Dav1d is still around 3x to 5x faster than aomdec on normal computers; but we are now even more faster :). See older posts for more information.

ARM Assembly

As for 0.6.0, an important focus of dav1d 0.7.0 was ARM assembly, and notably for the 10bitdepth cases.

As of 0.7.0, most assembly you should care about is done for 8bit/10bit/12bit on ARM64 and this makes decoding AV1 on the phones affordable.

ARM speed vs gav1

gav1 is an open source decoder made by Google to compete with dav1d on Android and ARM.

As of 0.7.0, dav1d is between 1.8x and 2.5x faster on 8b content and 2.4x to 5x faster on 10b content than gav1 on different CPUs.

dav1d vs gav1 this graph was made on ODroid N2, for example.

Deep dive on ARM cores and performance

ARM CPUs for mobile devices have an architecture with both LITTLE and big cores, which offer different speed and different power usage.

Using different types of cores allows to consume only the power you need for normal tasks, and be able to go in max power, when requested.

It is therefore extremely important to analyze the performance of our ARM code on both types of cores and when mixing it.

So let's see have a look at how dav1d and gav1 compare on the reference AV1 sample, made by Netflix, Chimera and on the SnapDragon 821 (Pixel 1 phone): dav1d cores dav1d cores

Learnings

What we can learn from those graphs are the following:

  • dav1d can decode this sample, in all the above configurations, starting from 2 threads
  • gav1 is never able to decode that sample at 24fps, in LITTLE, big and big.LITTLE configurations
  • threading in gav1 is catastrophic: the more threads you add, the less efficient the decoding is
  • threading in dav1d is quite good: it always increases the performance, when you add more threads
  • max performance is around 2.3x faster in dav1d than gav1

For 10b, the situation is even worse for gav1.

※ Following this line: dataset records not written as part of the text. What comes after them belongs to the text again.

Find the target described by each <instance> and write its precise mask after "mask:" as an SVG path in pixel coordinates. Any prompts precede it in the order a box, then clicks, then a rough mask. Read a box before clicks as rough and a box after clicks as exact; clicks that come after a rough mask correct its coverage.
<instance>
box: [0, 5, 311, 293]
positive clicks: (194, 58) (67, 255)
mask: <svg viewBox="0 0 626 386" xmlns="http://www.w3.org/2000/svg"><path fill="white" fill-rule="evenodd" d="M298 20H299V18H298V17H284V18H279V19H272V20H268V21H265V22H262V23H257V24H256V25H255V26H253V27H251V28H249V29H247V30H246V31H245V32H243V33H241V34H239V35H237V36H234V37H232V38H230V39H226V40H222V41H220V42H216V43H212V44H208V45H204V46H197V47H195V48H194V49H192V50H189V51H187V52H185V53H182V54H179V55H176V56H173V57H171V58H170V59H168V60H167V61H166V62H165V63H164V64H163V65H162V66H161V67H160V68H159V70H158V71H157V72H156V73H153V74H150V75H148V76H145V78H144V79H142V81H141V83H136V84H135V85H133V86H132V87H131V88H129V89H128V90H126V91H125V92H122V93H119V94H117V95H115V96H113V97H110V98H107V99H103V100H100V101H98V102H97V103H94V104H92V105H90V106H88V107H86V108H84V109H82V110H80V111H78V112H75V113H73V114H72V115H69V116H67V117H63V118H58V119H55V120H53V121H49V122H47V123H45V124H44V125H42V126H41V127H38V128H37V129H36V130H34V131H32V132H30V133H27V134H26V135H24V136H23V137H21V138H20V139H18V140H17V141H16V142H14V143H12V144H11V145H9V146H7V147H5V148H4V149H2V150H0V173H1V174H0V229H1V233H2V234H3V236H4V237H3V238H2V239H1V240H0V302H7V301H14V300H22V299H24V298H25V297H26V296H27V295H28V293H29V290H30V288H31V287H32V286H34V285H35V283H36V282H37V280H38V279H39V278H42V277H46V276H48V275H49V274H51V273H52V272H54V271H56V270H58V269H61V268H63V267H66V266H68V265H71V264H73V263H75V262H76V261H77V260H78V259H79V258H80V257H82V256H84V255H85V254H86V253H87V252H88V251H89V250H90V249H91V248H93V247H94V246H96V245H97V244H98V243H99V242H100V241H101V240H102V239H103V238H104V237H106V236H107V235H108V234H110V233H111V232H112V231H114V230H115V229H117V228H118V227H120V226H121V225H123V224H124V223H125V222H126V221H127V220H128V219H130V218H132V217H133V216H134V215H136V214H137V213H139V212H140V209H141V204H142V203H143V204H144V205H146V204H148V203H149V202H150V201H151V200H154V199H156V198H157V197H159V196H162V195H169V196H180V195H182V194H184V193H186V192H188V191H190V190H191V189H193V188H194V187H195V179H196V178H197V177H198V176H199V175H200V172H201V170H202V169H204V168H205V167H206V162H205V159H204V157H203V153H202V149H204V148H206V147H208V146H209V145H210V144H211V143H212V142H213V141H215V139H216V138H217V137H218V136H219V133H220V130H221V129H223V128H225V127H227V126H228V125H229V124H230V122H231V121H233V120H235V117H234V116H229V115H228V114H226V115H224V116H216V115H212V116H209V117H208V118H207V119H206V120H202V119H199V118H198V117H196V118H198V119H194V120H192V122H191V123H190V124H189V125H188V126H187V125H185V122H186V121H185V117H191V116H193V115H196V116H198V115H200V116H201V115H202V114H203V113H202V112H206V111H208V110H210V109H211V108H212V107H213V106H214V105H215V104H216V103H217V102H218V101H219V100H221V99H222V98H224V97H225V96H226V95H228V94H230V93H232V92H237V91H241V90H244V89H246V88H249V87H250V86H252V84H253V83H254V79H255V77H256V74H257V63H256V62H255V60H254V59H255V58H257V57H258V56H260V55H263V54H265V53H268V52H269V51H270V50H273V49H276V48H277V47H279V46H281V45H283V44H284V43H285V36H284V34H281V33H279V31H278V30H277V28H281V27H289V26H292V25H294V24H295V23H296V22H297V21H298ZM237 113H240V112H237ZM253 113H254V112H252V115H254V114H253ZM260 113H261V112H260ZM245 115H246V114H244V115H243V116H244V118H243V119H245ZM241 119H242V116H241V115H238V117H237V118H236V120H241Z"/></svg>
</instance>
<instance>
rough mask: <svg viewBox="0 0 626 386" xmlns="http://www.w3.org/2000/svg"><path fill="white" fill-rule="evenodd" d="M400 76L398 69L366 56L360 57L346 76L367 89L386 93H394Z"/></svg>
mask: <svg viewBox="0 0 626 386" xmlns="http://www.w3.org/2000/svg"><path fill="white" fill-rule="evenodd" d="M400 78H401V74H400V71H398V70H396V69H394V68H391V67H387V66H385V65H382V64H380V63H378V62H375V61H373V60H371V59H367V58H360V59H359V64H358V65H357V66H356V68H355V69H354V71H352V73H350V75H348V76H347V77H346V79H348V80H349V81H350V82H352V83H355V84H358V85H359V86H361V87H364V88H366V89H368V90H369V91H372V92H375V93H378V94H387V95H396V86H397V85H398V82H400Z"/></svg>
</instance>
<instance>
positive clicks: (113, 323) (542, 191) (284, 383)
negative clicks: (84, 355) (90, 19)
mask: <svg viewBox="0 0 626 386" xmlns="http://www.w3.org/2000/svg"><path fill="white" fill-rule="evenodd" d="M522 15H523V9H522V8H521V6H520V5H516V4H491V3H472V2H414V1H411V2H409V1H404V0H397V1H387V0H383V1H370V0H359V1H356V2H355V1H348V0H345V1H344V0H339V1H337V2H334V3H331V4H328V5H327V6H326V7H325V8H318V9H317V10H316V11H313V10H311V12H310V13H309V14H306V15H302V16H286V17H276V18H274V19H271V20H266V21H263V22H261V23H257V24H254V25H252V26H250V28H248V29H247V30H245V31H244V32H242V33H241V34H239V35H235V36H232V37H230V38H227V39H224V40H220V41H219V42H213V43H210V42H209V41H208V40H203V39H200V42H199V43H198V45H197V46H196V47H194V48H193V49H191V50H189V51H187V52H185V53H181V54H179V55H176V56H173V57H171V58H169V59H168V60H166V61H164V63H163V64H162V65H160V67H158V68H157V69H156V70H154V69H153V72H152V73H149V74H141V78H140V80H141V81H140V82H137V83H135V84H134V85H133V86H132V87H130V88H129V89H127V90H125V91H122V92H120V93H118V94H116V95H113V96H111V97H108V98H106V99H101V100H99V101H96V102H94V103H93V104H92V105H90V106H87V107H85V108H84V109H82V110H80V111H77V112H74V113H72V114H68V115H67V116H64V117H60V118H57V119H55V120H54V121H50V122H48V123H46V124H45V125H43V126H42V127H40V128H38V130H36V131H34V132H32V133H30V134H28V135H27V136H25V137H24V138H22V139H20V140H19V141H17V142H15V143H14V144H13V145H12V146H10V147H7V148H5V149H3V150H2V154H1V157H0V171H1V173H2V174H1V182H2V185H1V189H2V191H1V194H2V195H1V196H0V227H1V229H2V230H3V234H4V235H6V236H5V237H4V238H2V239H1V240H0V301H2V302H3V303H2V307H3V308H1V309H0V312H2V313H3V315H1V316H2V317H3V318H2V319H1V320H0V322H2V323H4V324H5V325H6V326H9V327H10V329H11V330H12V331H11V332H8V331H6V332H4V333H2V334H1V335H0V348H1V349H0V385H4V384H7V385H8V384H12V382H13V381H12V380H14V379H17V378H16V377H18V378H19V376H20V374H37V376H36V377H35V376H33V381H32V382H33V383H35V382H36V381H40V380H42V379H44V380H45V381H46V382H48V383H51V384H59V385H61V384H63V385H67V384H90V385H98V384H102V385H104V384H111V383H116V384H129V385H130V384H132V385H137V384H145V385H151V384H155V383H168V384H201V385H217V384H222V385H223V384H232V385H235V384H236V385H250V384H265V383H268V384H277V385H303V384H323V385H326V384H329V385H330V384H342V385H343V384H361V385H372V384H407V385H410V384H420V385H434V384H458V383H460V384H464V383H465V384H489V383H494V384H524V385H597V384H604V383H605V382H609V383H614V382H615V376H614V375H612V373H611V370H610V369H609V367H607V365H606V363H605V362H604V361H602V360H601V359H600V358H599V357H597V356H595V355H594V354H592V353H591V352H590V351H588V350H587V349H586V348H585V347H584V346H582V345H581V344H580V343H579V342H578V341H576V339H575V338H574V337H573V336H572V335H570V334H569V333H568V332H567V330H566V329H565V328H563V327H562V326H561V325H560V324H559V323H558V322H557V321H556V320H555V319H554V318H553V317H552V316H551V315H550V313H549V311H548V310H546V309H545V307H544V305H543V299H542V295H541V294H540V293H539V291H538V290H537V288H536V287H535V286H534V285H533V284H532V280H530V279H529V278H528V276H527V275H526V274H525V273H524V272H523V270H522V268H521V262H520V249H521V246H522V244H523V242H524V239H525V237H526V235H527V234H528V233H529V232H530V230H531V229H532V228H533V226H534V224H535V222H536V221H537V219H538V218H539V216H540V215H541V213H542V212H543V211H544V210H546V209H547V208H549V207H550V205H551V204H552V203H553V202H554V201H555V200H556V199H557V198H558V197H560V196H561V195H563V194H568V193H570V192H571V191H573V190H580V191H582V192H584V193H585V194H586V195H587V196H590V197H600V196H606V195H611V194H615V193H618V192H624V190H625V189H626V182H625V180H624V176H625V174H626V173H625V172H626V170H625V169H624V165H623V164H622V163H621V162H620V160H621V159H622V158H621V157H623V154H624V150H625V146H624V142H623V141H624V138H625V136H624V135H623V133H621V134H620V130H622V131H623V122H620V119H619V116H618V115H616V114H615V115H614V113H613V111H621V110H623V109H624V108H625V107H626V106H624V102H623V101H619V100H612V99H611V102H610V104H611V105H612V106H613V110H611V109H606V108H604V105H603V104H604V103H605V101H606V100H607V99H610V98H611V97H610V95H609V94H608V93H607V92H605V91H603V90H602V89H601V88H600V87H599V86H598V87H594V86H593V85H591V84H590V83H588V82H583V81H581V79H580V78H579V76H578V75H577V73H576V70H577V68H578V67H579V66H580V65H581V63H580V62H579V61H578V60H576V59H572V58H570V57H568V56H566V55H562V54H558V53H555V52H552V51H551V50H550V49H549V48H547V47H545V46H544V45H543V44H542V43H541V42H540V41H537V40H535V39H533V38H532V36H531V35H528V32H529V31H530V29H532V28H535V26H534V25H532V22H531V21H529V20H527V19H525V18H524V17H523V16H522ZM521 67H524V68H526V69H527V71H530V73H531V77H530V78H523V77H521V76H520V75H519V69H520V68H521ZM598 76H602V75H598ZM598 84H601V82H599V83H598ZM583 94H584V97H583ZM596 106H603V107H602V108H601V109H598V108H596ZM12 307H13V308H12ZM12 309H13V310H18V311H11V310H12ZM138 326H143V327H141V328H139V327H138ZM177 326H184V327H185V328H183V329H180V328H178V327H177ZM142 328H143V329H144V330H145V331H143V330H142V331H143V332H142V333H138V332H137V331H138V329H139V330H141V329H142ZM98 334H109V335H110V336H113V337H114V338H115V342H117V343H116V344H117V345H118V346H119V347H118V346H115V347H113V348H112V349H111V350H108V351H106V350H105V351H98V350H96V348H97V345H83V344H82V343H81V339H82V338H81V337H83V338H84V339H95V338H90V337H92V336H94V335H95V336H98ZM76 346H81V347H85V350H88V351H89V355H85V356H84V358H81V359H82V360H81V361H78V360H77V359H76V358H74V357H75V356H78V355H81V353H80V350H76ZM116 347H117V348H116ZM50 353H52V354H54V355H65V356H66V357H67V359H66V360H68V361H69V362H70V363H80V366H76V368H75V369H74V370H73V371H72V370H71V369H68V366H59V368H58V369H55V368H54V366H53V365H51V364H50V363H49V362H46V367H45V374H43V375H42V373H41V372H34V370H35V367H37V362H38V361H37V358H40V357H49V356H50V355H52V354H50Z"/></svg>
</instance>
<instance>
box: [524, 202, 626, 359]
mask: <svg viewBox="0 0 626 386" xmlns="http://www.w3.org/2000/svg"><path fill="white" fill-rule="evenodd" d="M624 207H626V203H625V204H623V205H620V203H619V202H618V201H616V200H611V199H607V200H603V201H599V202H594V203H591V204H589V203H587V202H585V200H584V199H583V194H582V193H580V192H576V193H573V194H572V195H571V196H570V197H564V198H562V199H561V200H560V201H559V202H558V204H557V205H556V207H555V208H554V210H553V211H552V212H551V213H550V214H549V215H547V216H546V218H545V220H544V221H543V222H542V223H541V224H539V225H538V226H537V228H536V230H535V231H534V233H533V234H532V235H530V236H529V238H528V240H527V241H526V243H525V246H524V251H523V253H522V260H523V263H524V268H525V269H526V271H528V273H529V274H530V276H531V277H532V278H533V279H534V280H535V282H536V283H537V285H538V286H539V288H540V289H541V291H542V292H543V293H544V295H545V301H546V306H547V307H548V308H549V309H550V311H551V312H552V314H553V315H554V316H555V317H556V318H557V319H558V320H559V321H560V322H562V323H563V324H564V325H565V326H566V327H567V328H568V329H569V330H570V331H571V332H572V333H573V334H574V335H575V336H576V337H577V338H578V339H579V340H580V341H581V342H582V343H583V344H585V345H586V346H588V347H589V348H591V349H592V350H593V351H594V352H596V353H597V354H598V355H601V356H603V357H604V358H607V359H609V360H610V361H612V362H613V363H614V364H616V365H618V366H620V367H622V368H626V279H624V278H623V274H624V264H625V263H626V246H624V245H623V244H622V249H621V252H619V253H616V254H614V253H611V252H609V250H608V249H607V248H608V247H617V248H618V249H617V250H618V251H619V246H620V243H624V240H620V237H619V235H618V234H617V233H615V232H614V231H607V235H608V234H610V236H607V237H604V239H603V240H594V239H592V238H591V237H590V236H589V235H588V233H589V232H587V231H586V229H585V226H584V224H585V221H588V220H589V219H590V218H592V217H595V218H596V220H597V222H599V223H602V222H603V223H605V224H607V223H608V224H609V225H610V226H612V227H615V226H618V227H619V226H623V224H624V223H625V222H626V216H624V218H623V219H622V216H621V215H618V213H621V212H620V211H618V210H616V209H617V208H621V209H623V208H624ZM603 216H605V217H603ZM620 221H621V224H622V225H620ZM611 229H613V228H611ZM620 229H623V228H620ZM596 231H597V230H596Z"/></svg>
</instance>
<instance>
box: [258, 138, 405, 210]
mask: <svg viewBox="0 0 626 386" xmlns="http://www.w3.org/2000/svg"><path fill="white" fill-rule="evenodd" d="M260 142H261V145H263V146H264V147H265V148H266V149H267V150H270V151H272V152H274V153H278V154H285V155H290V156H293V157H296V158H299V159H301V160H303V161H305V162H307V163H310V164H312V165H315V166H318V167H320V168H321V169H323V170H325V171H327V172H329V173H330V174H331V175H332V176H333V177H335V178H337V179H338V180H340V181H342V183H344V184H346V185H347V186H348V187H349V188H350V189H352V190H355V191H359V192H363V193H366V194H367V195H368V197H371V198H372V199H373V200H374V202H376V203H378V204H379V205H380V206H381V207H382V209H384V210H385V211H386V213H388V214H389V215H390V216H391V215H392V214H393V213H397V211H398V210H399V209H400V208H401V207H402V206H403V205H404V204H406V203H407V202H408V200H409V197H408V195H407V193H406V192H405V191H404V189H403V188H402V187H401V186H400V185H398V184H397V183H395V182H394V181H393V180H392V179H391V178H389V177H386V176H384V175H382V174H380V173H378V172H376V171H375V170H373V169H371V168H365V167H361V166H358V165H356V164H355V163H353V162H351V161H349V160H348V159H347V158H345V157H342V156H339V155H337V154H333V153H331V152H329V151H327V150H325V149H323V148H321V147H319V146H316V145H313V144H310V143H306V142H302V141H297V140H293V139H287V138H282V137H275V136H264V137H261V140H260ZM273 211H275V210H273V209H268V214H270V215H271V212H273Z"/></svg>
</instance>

I want to emphasis on the fact that dav1d can decode Chimera with 2 threads on the Pixel 1, from 2016, using only the LITTLE cores.

Focus on LITTLE cores on Android

So, what's interesting is to look at the LITTLE cores performance on Android to see the actual speed of the decoder, under low-power cases.

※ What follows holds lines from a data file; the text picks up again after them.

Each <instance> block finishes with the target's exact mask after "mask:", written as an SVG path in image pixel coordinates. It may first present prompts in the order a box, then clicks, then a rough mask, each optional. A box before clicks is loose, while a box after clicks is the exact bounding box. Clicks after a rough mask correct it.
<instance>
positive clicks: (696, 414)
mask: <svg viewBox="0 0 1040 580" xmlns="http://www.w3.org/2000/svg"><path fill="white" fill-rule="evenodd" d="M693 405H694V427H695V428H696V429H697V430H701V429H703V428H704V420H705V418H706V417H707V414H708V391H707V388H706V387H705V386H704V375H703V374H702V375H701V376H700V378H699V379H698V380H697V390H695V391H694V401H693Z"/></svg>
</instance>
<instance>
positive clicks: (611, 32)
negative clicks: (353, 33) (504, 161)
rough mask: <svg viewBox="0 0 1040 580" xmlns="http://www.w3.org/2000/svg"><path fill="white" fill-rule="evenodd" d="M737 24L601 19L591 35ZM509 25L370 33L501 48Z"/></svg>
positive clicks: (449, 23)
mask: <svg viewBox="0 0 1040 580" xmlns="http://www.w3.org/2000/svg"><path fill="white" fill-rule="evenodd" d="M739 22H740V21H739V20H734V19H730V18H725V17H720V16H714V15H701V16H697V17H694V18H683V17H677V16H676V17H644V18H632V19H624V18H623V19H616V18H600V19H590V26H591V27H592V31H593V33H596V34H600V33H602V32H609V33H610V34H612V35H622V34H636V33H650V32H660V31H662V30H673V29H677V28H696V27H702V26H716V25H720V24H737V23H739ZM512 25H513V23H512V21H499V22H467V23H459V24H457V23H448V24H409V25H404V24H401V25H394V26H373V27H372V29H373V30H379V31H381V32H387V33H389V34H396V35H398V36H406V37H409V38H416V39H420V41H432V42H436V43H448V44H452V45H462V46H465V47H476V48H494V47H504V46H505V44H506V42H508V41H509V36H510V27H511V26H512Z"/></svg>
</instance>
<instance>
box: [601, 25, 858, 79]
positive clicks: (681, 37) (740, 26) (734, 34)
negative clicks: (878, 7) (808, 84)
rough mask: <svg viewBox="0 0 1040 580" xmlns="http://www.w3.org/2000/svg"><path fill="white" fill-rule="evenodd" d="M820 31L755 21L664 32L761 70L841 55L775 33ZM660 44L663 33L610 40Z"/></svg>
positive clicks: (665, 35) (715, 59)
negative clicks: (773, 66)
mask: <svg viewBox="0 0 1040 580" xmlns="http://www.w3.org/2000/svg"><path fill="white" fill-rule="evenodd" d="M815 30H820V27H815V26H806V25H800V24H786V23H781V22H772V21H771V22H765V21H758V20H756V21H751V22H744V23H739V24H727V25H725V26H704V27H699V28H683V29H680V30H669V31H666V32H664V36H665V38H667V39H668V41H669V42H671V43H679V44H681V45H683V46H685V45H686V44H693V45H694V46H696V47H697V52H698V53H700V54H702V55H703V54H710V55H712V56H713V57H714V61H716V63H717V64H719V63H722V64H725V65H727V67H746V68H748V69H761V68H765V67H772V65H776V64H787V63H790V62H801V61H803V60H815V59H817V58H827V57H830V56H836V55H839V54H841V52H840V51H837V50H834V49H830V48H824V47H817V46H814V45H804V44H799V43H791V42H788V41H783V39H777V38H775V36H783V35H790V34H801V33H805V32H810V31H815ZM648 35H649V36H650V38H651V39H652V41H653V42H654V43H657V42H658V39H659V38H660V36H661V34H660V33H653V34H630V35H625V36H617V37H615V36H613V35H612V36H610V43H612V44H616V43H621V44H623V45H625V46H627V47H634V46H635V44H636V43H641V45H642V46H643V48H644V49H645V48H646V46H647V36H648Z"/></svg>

We tested here, all the threads configuration, on the following Android devices:

  • Google Pixel 1 (SnapDragon 821) (2016)
  • Google Pixel 2 (SnapDragon 835) (2017)
  • Google Pixel 3 (SnapDragon 845) (2018)
  • Xiaomi Mi 9T Pro (SnapDragon 855) (2019)

Here are the results: dav1d cores

Once again, we can see, on LITTLE cores:

  • dav1d is always at least 2x faster than gav1
  • we still see the previously mentioned threading issues on gav1
  • dav1d can decode Chimera at 24fps starting with 2 threads on the LITTLE cores, gav1 cannot

AV1 10bit on LITTLE

For the sake of completeness, here are the results for 10b on the LITTLE cores: dav1d cores

You can find all the details here, in the spreadsheet done by Nathan.

Conclusion and Thanks

dav1d is now a very fast decoder on desktops, laptops, but mostly on mobile where it shows very impressive performance on 8b and 10b. It can decode 1080p with a couple of cores on mobile.

Thanks a lot to Nathan Egge, from Mozilla, who gathered all the data required for this post. He therefore did all the work for this blogpost.